Allergan, Editas partner on CRISPR tech in eye diseases

Allergan and gene editing biotech Editas have penned an upfront $90 million CRISPR research pact that will focus on ocular disorders.

Under the deal, Allergan gets exclusive access and the option to license up to five of Editas’ genome-editing eye disease programs, including its lead program for Leber Congenital Amaurosis (LCA10), which is currently preclinical.

The condition, which is very rare, affects the light-receiving cells of the retina in children, and is currently its leading med and has been slated to enter the clinic this year.

Editas gets the $90 million for the five candidates and is in line for more biobucks, not detailed in the release, for LCA10, as well as other programs.

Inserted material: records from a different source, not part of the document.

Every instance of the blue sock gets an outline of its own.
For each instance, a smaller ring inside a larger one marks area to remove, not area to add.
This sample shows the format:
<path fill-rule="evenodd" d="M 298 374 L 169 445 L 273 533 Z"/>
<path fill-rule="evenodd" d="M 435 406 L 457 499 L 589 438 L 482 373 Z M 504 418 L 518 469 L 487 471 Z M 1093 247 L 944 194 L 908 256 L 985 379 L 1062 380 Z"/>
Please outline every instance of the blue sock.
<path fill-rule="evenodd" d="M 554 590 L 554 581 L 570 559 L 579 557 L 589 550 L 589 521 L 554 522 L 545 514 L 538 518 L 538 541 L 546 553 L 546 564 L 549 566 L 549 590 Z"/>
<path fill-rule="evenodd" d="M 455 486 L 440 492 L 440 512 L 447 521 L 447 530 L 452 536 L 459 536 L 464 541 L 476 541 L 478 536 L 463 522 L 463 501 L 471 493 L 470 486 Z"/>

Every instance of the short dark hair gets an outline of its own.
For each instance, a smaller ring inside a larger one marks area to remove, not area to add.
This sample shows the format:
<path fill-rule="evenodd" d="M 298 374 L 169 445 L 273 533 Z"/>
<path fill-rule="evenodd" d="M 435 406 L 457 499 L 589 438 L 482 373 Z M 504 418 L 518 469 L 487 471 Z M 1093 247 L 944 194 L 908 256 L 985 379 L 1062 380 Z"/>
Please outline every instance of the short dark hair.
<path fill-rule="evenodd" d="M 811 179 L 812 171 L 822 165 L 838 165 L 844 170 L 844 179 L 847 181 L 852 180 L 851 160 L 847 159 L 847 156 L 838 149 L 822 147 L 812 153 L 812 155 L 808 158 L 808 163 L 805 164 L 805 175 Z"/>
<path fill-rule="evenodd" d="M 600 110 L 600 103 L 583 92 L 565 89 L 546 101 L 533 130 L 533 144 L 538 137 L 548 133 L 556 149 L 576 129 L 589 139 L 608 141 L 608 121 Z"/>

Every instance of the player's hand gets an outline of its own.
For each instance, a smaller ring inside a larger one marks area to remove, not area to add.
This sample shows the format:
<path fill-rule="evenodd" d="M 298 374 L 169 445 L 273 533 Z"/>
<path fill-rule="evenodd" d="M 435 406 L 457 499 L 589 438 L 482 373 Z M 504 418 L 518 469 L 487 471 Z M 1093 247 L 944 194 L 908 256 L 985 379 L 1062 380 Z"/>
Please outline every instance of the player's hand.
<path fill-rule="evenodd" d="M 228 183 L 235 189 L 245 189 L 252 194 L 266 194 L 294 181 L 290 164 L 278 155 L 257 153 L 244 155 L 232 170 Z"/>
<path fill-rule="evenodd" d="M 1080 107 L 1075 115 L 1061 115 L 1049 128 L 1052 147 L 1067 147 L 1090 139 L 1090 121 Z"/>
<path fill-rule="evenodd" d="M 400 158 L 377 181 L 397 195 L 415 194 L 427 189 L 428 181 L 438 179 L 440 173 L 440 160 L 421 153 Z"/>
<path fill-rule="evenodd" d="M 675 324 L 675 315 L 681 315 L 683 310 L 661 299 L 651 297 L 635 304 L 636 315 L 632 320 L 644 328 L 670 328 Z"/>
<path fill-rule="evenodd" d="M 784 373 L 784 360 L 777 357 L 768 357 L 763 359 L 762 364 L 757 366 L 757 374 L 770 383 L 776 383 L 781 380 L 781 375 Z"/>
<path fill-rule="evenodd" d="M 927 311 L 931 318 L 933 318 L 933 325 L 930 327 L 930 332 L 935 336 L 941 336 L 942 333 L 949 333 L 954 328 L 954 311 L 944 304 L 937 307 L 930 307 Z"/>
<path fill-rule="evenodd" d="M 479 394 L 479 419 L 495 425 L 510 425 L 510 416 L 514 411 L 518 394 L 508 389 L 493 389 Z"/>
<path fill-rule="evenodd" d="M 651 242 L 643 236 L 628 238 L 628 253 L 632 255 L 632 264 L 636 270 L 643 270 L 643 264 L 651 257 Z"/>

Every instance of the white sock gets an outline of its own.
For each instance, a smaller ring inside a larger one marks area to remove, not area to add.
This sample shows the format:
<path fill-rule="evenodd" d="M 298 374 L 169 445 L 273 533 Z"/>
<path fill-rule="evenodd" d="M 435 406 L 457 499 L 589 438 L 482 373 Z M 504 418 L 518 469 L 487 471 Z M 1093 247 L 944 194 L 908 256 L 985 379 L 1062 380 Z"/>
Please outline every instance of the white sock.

Allergan, meanwhile, which has been racking up the deals since Pfizer dropped its failed $160 billion mega-merger that wasn’t last April, will have the option to license up to five programs under the deal, and will be responsible for developing and selling of the optioned products.

“The CRISPR genome editing platform holds the potential to transform the treatment of many genetic and non-genetically derived diseases, including diseases and conditions of the eye,” said David Nicholson, chief research and development officer at Allergan.

“The Allergan team is excited to work with colleagues at Editas Medicine to develop and potentially deliver game-changing treatment for retinal diseases like LCA10. This program is highly complementary to our ongoing eye care development programs where unmet medical need exists for patients.”

“Allergan has long been a leader in advancing innovative therapies to treat eye diseases,” added Katrine Bosley, president and CEO at Editas. 

“Working together with Allergan through their Open Science R&D model significantly enhances our ability to develop genome editing medicines to help patients with serious eye diseases. This alliance is highly aligned with our strategy to build our company for the long-term and to realize the broad potential of our genome editing platform to treat serious diseases.”